Thornley’s baseball grave visits, on the other hand, have taken him to far-flung spots in 31 states, as well as Cuba, since he started the hobby on a whim while in Hawaii with his wife, Brenda, in 1995. (“Luckily, she’s always up for adventure too,” he said.) Thornley suggested they make an impromptu visit to the Oahu grave of baseball pioneer Alexander Cartwright Jr., and the side trip reminded him of another story. His dad made a detour when they were on a family outing in Michigan’s Upper Peninsula and decided on the spur of the moment to visit the grave of George Gipp, the legendary Notre Dame football player. Stew was nearly 12 at the time.
He believes that’s how his passion for such adventures was born.
Thornley is now two decades into his Baseball Hall of Fame quest. He said he hasn’t given up visiting the remaining eight or so HOFers who have died since the last time his collection was complete.
His sleuthing trips have taken him to remote spots, such as Swifton, Arkansas, the tiny town where Tigers great George Kell is buried. On an extended California swing that allowed him to cross five names off the list. (Leo Durocher, who was tough to find, is buried at Forest Lawn in the Hollywood Hills, not far from Ricky Nelson of “The Adventures of Ozzie and Harriet” fame.) While visiting Martin Dihigo’s grave at another stop on his 2001 Cuba trip, the locals were so proud anyone cared enough to make the trek that they threw Stew and Brenda a dinner and dancing party.
The visit to Waddell’s monument in San Antonio was intriguing because the left-handed strikeout pitcher was known to run out of ballparks if he heard fire truck sirens blaring, one of many quirks that has fed speculation Waddell suffered from an undisclosed mental illness.
“When I got to his grave, someone before me had left a small toy fire truck there,” Thornley said, “which I thought was kind of a nice tribute to him in a cool, understated kind of way.”
Other burial sites can be more elusive to find, but Thornley said it helps that there is a graveyard explorer’s grapevine to spread news, such as when the family of Dodgers great Don Drysdale moved his ashes out of Forest Lawn Memorial Park in Glendale, California.
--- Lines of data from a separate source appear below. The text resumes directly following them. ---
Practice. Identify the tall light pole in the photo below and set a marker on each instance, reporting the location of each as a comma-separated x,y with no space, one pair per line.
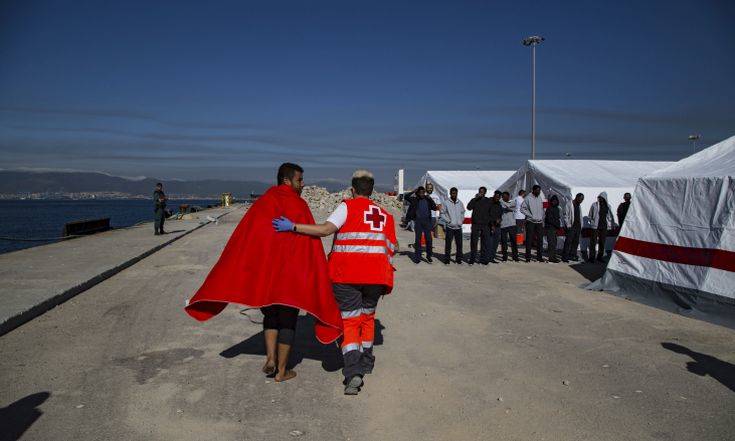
533,41
694,139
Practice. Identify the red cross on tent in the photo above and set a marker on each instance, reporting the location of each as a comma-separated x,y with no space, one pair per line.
375,218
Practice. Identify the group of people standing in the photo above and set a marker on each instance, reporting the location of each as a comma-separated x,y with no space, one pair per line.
498,220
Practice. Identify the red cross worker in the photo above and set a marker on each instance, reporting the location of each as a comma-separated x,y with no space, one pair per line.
361,271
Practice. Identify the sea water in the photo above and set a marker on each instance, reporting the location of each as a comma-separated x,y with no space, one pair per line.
45,219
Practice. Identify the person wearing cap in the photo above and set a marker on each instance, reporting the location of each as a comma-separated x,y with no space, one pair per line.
452,216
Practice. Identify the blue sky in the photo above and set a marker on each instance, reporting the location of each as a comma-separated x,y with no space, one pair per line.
230,89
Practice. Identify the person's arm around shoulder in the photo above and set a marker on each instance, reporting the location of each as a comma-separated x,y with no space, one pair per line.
333,223
524,208
471,204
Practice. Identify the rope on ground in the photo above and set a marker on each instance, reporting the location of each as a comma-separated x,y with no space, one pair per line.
38,239
244,312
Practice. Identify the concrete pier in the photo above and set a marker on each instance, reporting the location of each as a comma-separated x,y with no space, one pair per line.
506,352
37,279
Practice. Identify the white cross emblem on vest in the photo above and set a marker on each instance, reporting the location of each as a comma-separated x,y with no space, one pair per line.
374,218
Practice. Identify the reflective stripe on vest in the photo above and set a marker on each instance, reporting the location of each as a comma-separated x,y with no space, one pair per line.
360,236
359,249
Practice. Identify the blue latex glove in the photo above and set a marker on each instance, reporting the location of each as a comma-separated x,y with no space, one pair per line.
281,224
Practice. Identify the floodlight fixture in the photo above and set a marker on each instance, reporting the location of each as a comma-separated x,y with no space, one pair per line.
533,40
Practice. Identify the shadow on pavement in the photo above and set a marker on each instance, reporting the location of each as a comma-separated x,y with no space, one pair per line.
19,416
590,271
305,346
704,364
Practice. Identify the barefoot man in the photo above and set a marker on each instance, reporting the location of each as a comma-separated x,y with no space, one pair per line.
360,269
254,270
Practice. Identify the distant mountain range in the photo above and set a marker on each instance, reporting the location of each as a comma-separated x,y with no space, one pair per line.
21,182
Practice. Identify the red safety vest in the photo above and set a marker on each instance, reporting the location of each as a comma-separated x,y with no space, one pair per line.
364,247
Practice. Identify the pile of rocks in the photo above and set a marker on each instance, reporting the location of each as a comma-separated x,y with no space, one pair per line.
322,202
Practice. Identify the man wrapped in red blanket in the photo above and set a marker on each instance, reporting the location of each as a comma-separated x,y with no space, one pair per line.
257,269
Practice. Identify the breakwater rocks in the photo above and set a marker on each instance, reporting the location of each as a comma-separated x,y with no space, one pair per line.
322,202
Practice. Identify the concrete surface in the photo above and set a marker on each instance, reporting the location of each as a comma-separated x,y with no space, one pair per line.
37,279
509,352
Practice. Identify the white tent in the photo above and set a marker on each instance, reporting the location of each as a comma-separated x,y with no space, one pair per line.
677,247
567,177
467,183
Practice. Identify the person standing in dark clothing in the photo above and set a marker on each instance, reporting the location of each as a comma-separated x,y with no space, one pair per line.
496,216
601,220
419,211
159,209
552,222
572,223
508,228
623,209
533,209
480,206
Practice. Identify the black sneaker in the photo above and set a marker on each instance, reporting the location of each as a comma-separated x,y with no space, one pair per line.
353,385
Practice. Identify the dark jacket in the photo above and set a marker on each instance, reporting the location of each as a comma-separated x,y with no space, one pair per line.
552,218
622,212
157,203
413,203
496,213
480,210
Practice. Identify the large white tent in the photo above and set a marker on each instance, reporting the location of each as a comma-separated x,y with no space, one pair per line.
467,183
677,247
567,177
Thornley also got word when another graver reported that he had successfully made an appointment at the Alcor Life Extension Foundation in Scottsdale, Arizona, to see where Ted Williams’ remains are frozen in a canister and posted some photos to document his visit.
Thornley hasn’t made it to Alcor — yet.
But he and Brenda have already bought their own grave plot near their suburban Minneapolis home.
One other note: During his January trip to New York, during which he saw Torriente’s grave in Queens, Thornley also visited the Brooklyn grave of Gil Hodges, the former Dodgers great and World Series-winning Mets manager who is controversially not in the Hall of Fame, despite much lobbying.
If and when Hodges does get into Cooperstown, Thornley will again be able to say, “Been there, done that.”
“I know some people think it’s strange,” he laughingly admitted. I know.”